Exactement. J’avais vraiment envie de créer un nouveau format. Quand tu écoutes l’original tu peux constater que j’ai un peu la même voix sur tout le projet et qu’il y a vraiment une cohérence. Je me suis demandé comment je pouvais continuer à vendre ce projet sachant que la musique évolue très vite. Je me suis rendu compte qu’aujourd’hui la notion d’album ou projet n’a plus vraiment de sens car tout le monde a sa propre définition. J’ai donc voulu créer la mienne.
Pour tout te dire j’ai moins accroché à l’original que à la première édition ce qui montre la force du projet, il peut à chaque fois renouveler un nouveau public
Je n’aime pas me brider, j’aime sortir des sons quand je veux et c’est ça la force aussi de ce projet. Toujours créer la surprise.

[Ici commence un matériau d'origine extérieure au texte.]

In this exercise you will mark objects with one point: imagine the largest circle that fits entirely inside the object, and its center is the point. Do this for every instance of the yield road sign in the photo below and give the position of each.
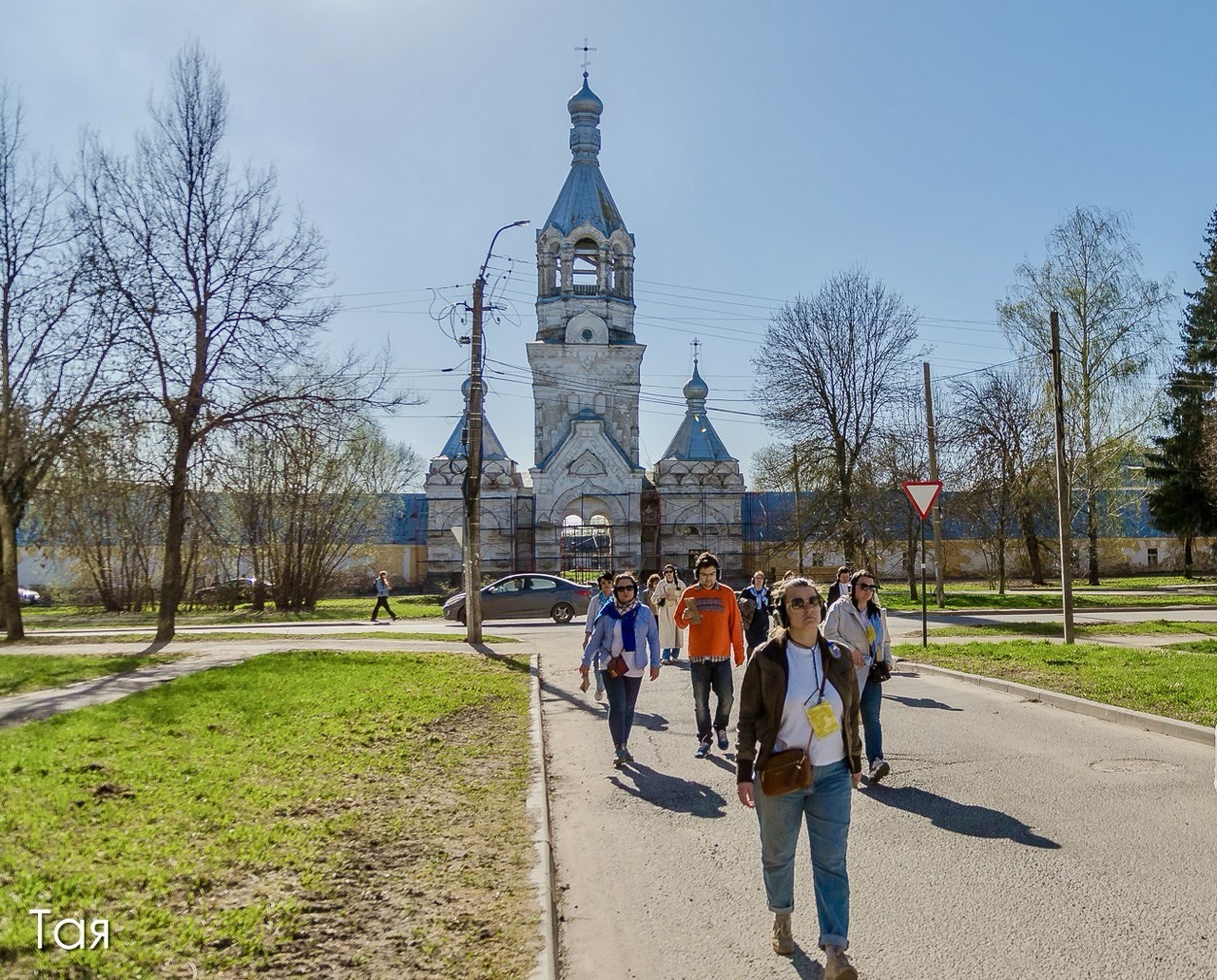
(922, 494)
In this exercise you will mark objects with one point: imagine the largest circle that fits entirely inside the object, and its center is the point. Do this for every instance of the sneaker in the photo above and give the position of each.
(838, 967)
(782, 939)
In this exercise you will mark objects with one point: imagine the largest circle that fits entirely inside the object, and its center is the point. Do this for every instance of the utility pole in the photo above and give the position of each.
(1064, 508)
(473, 556)
(937, 504)
(799, 516)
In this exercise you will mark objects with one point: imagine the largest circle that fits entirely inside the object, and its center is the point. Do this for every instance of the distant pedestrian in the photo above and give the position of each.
(382, 589)
(841, 586)
(665, 599)
(760, 594)
(800, 695)
(860, 624)
(708, 609)
(594, 604)
(625, 628)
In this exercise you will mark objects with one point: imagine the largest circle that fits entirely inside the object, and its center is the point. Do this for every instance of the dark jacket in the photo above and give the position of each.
(763, 694)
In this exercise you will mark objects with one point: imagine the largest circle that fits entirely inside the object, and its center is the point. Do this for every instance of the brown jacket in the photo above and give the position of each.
(763, 694)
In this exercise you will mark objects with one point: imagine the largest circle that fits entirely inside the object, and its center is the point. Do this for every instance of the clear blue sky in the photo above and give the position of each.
(752, 150)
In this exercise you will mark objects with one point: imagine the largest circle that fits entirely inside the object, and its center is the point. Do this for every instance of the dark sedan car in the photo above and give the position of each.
(525, 597)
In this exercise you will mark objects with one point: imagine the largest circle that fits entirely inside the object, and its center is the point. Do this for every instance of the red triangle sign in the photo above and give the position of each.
(922, 494)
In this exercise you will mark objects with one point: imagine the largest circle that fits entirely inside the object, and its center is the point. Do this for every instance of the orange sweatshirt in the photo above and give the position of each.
(720, 632)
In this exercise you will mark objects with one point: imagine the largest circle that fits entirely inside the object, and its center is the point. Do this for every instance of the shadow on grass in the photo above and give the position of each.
(959, 818)
(670, 793)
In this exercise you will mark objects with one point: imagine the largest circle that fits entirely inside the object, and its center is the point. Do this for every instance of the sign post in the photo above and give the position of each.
(922, 494)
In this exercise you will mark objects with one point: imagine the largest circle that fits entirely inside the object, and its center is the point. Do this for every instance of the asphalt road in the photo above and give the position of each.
(1012, 840)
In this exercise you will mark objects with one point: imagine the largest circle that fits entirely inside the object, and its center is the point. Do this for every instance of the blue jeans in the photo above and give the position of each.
(825, 807)
(873, 732)
(622, 694)
(705, 677)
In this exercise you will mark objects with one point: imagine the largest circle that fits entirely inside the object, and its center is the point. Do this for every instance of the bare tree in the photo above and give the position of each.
(307, 497)
(830, 367)
(53, 339)
(1000, 428)
(1112, 320)
(220, 290)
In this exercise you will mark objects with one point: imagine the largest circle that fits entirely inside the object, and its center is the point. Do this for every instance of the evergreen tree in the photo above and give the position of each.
(1185, 502)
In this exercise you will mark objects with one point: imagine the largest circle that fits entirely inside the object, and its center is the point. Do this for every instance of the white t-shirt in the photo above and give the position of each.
(802, 692)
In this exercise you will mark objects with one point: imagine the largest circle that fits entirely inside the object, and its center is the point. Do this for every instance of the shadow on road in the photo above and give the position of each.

Comment catégorise tu ton écriture ?
Comme le voyage est mon ADN, j’utilise parfois de l’argot québécois. J’ai aussi vécu dans le 78 et dans le 91 donc j’emploie des mots de ces départements. J’utilise aussi parfois des mots américains. Je ne me casse pas vraiment la tête lorsque j’écris, je parle de ce que je vis tous les jours. Je m’adapte aussi à quel type de morceau je souhaite faire. Parfois je fais des toplines pour faire un morceau plus « mainstream ». Parfois j’écris en amont pour faire un morceau plus conscient.
Comment trouves tu tous ces samples pour tes morceaux ?
Parfois c’est par directement les beatmakers qui me proposent des samples mais je vais aussi parfois utiliser des samples qui m’ont marqué pendant mon enfance pour donner une dimension autre au morceau. Je suis à la base de l’école old school type Jay-Z ou Nas donc c’est vraiment quelque chose qui me parle.
Avec quels producteurs travaille tu en ce moment ?
J’ai toujours mon cercle au sein de 33 records (3g, Bricksy, C4000). C’est avec eux que je travaille le plus mais j’essaye aussi de m’ouvrir à tout type de production.
Pourquoi avoir choisi le titre « Ma France » avec Jwles ?
Le feat avec Jwles est venu naturellement car on a beaucoup de gens en commun. Le titre du morceau est sorti de la phrase de Jwles et il prend tout son sens car pour moi la France représente toutes les couleurs et il y a un noir et un blanc sur ce morceau. C’est une forme de nouveau rap conscient en somme. On n’est pas des lyricistes à l’ancienne mais on essaie toujours de raconter la réalité comme le rap français l’a toujours bien fait.
Dans le titre « La Soluce + » tu parles de quelqu’un qui t’a aidé et que tu remercies infiniment. Qui est-ce ?
Je parle de Dieu car en ce moment j’ai un rapport avec la religion qui s’intensifie. Même s’il reste cette notion d’ego trip dans ma musique j’essaie de partager beaucoup de valeurs positives comme la foi et l’entreprenariat.
Tu sors dans quelques jours une nouvelle extension nommée Powered by Ruki HD. Quel est le concept ?
HD signifie Horse Diving. Dans les années 1920 aux États-Unis c’était un sport très populaire. Le concept est simple : sauter d’un tremplin dans un bassin avec un cheval. Le sport a été arrêté pour l’éthique et Donald Trump a même voulu le relancer en 1992 en sautant avec un âne. Il s’est mangé toutes les associations dans la gueule (rires).
J’avais envie d’utiliser cette symbolique du Horse diving car ce projet est constitué de rage beats (genre musical porté par Yëat aux U.S) qui est un style très hard, très marginal, tout comme le sport. Sur la cover j’ai utilisé une image d’un cheval mais je l’ai inversé. Au lieu de tomber vers le bas, le cheval s’ élève ce qui montre ma détermination. J’ai réalisé le projet en seulement 1 mois. Je suis content car j’ai réussi à fusionner le délire rage avec les samples que j’affectionne beaucoup. C’est une extension de 4 titres et je pense que les gens vont y adhérer à fond.